Ein Jurist ist nicht genug
Zwar hatte Google angeboten, einen Unternehmensvertreter zur Anhörung zu schicken: Kent Walker, den Chefjuristen der Techfirma. Den kennt der US-Senat schon aus einer Anhörung von 2017, damals hatten auch die anderen Silicon-Valley-Firmen lediglich ihre Anwälte entsandt. Doch dieses Mal wollten die Politikerinnen und Politiker mit den Firmenchefs sprechen, im Fall von Google mit Sundar Pichai, Chef des Suchmaschinenunternehmens, oder mit Larry Page, dem CEO der Google-Mutter Alphabet.
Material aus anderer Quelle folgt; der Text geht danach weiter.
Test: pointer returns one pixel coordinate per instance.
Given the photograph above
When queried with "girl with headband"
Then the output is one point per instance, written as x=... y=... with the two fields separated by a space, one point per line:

Jurist Walker soll dem Ausschussvorsitzenden Richard Burr nicht hochrangig genug gewesen sein. Sowohl Pichai als auch Page blieben der Anhörung fern, selbst nachdem der US-Senat die Entsendung Walkers abgelehnt hatte.
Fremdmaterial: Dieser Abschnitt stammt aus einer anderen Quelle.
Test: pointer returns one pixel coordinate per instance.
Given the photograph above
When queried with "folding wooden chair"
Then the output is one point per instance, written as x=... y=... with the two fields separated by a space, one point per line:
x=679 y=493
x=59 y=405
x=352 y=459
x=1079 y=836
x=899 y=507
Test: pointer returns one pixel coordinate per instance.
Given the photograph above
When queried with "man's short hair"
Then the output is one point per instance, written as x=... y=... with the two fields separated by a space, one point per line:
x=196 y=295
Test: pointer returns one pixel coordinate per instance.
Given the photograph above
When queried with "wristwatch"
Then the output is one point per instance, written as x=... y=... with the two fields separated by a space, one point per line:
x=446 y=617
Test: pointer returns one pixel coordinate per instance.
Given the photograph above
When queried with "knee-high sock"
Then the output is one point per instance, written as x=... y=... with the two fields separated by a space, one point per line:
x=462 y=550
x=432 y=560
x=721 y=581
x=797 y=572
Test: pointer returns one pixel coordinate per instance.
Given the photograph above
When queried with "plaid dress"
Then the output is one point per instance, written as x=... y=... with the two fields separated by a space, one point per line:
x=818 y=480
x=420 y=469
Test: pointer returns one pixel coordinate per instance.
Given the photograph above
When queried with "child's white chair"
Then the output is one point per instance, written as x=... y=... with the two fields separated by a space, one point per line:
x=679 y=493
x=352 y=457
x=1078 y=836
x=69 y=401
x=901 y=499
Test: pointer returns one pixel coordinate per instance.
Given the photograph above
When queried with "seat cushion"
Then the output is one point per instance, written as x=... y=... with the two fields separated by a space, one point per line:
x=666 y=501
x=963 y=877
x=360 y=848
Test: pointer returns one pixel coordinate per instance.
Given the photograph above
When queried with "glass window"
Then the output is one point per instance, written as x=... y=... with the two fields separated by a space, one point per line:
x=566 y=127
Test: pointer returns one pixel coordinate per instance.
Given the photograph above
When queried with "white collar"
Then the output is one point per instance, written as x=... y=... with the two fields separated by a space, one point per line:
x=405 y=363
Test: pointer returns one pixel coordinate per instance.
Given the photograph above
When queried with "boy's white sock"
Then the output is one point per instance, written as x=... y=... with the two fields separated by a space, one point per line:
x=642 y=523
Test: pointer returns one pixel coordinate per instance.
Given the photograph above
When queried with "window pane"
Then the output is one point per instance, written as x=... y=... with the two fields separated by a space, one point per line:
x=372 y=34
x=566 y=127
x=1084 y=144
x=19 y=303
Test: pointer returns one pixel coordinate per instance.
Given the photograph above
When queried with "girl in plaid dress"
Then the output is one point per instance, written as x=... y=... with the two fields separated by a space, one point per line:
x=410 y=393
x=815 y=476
Warum sich die Unternehmensvertreter gegen die Anwesenheit entschieden, darüber ließe sich einstweilen nur spekulieren. Fakt ist, dass sich Twitter-Chef Dorsey und Facebook-Managerin Sandberg kritischen Fragen stellen mussten. Danach zum Beispiel, wie sie den Schutz der Daten ihrer Nutzerinnen und Nutzer künftig besser garantieren wollen; wie sie potenzielle Einflussnahmeversuche auf die Meinungsbildung der US-Bevölkerung etwa durch Mächte wie Russland zu verhindern gedenken und ebenso die Verbreitung von Fake-News und das Erstellen von Fake-Accounts auf den eigenen Plattformen. Gegen Google hingegen konnten die Senatorinnen und Senatoren nur ein bisschen sticheln. Sie konnten etwa den neuerlichen Versuch der Firma verteufeln, in China Fuß zu fassen: Das kritisierten der Demokrat Joe Manchin und der Republikaner Tom Cotton. Fragen stellen konnten sie nicht: Wie zum Beispiel der Google-Algorithmus mit Fake-News umgeht, ob Google Geld von Firmen für Anzeigen erhalten hat, die unwahre Behauptungen verbreiteten, ob es gezielte E-Mail-Kampagnen über Gmail-Konten gab.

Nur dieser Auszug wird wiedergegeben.